Freiheit

Creato il 05 novembre 2013 da Scribacchina

Quel mattino, quando varcò la soglia dello studio nel blocco 26 del campo di Auschwitz, il fotografo Wilhelm Brasse trovò Stanislaw Tralka seduto al banco fotografico con una matita in mano e un foglio di carta davanti. Usava il banco come scrivania: poteva permetterselo, finché non circolavano tedeschi. Stanislaw era uno studente di letteratura e aveva raccontato a Brasse di essere stato arrestato dalla Werhmacht nel novembre del 1939 mentre si trovava in facoltà, all’università di Cracovia. Quel giorno i nazisti avevano messo dentro decine di professori e nel sacco era finito anche un buon numero di studenti: il fior fiore dell’intellighenzia polacca. Stanislaw era arrivato ad Auschwitz dalla prigione di Tarnów, proprio come Wilhelm, ma prima di lui. Era un pioniere del campo: gli avevano dato il numero 660. Adesso non era certo impegnato nella stesura di qualche critica letteraria.

«Senti qua…»
«Cos’è?»
«Una lettera per i miei»

Brasse aggrottò la fronte.
«Come pensi di farla uscire? Ci hai già provato un paio di volte…»
«Lacek l’idraulico è sicuro di aver trovato una guardia disposta a chiudere un occhio…»
Il fotografo scosse le spalle: non era mai d’accordo su quelle faccende. Se i tedeschi avessero trovato la lettera, avrebbero pestato la guardia e ucciso il suo compagno. Una cosa del genere sarebbe stata un pessimo affare per tutto il Kommando del blocco 26. Ma lui non poteva certo impedire che gli uomini sentissero nostalgia di casa. Stanislaw, poi, era anche più giovane di lui e aveva lasciato a Cracovia famiglia e fidanzata.
Brasse sospirò e fece un cenno all’altro perché gli leggesse la lettera.
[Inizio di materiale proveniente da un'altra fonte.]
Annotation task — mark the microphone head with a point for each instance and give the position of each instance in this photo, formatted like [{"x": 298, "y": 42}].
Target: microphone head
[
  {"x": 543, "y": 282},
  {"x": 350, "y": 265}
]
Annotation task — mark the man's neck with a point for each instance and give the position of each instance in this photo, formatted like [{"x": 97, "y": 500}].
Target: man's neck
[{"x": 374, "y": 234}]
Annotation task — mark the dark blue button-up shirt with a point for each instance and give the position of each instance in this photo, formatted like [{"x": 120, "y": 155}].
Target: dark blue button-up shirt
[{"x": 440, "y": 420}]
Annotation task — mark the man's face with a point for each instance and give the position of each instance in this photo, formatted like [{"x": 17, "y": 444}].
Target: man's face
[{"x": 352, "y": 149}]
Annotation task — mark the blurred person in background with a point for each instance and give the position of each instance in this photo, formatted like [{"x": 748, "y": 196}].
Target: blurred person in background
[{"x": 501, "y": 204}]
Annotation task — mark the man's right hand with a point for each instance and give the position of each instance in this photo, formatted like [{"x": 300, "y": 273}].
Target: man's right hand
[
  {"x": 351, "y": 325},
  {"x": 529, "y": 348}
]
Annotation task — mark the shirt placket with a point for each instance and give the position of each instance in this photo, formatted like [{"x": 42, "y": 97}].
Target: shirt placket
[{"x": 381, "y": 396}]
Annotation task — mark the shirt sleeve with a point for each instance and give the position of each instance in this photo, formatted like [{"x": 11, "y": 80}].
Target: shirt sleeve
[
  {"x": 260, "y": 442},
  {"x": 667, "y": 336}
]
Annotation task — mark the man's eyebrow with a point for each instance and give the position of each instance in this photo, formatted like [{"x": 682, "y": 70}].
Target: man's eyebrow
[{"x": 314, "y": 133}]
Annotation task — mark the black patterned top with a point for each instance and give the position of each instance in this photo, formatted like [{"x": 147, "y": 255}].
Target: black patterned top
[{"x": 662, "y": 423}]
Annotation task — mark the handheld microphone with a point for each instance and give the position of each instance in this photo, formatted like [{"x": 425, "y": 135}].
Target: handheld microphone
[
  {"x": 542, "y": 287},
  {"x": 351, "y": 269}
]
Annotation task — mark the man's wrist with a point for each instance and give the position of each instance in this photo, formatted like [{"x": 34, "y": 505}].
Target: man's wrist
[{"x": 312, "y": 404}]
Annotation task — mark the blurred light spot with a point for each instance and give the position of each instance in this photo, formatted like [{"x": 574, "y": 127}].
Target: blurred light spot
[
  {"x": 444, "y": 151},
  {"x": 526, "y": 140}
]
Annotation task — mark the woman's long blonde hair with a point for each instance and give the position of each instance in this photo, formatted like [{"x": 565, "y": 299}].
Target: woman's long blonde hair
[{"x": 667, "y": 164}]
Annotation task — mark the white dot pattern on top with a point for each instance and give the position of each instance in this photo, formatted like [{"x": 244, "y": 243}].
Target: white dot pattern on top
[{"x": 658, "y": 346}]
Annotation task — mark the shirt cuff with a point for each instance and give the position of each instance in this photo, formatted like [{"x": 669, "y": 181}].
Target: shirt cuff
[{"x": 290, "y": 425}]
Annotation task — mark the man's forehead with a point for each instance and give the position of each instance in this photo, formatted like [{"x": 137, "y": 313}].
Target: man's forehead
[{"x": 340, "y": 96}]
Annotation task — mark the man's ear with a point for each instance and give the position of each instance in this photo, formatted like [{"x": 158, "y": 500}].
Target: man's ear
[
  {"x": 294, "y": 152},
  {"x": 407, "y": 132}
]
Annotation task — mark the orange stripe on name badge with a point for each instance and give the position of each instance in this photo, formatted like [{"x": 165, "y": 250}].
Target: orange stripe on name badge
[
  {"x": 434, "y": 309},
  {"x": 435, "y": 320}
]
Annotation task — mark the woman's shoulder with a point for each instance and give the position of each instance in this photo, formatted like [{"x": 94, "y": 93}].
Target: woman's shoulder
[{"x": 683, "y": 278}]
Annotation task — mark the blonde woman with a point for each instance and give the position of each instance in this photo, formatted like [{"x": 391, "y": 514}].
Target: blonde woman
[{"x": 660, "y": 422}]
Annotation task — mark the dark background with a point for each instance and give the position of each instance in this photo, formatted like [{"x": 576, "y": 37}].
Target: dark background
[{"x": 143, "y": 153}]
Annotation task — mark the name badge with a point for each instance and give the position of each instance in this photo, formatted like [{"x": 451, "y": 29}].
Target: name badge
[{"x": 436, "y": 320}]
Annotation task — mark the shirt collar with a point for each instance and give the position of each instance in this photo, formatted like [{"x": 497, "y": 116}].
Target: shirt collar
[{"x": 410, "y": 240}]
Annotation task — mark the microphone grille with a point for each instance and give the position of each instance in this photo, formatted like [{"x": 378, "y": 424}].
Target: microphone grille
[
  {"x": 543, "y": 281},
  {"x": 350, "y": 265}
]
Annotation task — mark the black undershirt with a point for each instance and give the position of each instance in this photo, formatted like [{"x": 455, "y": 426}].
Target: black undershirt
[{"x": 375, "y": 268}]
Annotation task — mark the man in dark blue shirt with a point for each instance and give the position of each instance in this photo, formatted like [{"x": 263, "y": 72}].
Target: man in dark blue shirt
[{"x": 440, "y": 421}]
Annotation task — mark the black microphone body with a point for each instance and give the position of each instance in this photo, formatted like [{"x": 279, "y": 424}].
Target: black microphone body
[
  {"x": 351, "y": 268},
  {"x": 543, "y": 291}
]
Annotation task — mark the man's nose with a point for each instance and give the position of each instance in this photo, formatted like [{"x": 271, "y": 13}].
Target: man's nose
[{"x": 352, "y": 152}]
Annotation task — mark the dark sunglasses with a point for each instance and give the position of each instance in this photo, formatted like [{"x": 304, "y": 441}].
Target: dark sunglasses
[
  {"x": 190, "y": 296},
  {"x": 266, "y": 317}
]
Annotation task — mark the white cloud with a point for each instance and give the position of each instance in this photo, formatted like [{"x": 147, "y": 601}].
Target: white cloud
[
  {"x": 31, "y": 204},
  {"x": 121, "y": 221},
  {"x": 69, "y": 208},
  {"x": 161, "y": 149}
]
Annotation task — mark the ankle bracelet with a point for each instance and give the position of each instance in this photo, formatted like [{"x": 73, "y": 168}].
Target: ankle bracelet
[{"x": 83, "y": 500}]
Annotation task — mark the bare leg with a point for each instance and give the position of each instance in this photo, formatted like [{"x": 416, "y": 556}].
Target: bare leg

«Ho appena cominciato e gli sto raccontando che vita facciamo…»
«Sei pazzo?»

Tralka rise.
«Stai tranquillo. Non dico quasi niente. Penserebbero davvero che sono pazzo e non mi crederebbero. Mi limito alle cose normali, così stanno tranquilli e non si preoccupano. Ecco qua: “Ognuno di noi viene da una parte diversa della Polonia, ma allo studio fotografico abbiamo creato ugualmente una piccola famiglia. Passiamo la maggior parte del giorno qui: lavoriamo, mangiamo, chiacchieriamo di ogni cosa e qualche volta cuciniamo, facendo a gara come cuochi…”»
«Quando mai cuciniamo?» chiese sarcastico Brasse.
L’altro alzò le spalle.
«Mai. Ma ci piacerebbe farlo, no?»
«Continua…»

«”Torniamo alle nostre baracche solo per dormire e grazie a Dio ciascuno di noi ha una branda con il suo pagliericcio. La sveglia è alle cinque e mezza, troppo presto, soprattutto per me: come sapete, a casa non mi alzavo mai prima delle sette e dopo una giornata di duro lavoro avrei bisogno di più riposo. Ma non è possibile. Qui bisogna rigare diritto e se non ti presenti all’appello sono guai. Comunque, la notte è la cosa migliore della nostra vita al campo, perché siamo liberi di sognare quel che vogliamo. Nessuno, nemmeno i tedeschi, è ancora capace di controllare i miei sogni e io sogno spesso di incontrarmi di nuovo con voi. E’ un sogno meraviglioso e doloroso, perché mi fa sentire come se fossi a casa, libero…”»

Stanislaw sollevò gli occhi dal foglio e guardò Brasse.
«Per il momento sono arrivato qua. Che ne dici?»
«Sei fortunato. Io non sogno mai di essere libero…»
«Vuoi crepare ad Auschwitz, amico mio?»
Ma il fotografo non poté rispondere.